Many characters vary considerably within the species but few prove useful for infraspecific grouping. Among these are characters of the morphology of the flower, the leaf, the pod shape and the seed (Kupicha, 1976). Biochemical data would be still more useful if the analyses covered a wide range of samples distribution (Yasuit et al., 1987; Perrino et al., 1989). Karyological characters (x = 7, 6, 5) exhibit a large variability between accessions of V. sativa especially in regard to the morphology of chromosomes and the DNA content of the genome. These are most useful on the species level for the characterization of smaller groups and as an indicator of evolutionary tendencies (Kupichia, 1976). A bivalent formation with high percentage within V. sativa species implies a considerable chromosomal homology between its taxa (Yamamoto, 1977, 1980).
There is a direct relation between phenotype and genotype. Crossing is necessary to demonstrate that a band on an electrophoretic gel does indeed correspond to an allelic form of a single gene. Counts of genotypes lead to simple measures of variation such as number of protein bands or alleles per locus. The number of alleles per locus may be sufficient for the purpose of establishing existence of variation and frequency of heterozygotes could be related to population size (Laurie-Ahlberg and Weir, 1979).

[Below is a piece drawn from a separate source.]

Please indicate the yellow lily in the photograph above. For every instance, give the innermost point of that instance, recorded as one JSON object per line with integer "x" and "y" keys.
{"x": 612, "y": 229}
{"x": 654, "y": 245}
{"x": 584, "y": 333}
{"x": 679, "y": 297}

Evolution at the morphology and molecular levels is uncoupled (Wake, 1981), so protein studies often reveal discordant geographic patterns between levels of isozyme divergence and taxonomic boundaries inferred from morphological criteria. Isozyme studies can mesh genetic and ecological information to strengthen inference about specific aspects of population structure, especially breeding structure and effective gene flow (Hamrick and Godt, 1997). Haider and El-Shanshoury (2000) studied the variability of storage seed proteins and esterase isozyme among 20 samples belongs to six subspecies of V. sativa. Results revealed a high degree of similarity between accessions of the same subspecies. The isozyme characters of gene number can be of systematic value only if they vary at a taxonomic level (Whitt, 1987). These characters could be useful for intraspecific, intrageneric or intrafamilial composition. Changes in allelic frequencies in accessions could be attributed to specific mechanism of selection, migration or mutation acting at different stages of population (Chowdhury and Slinkard, 2000).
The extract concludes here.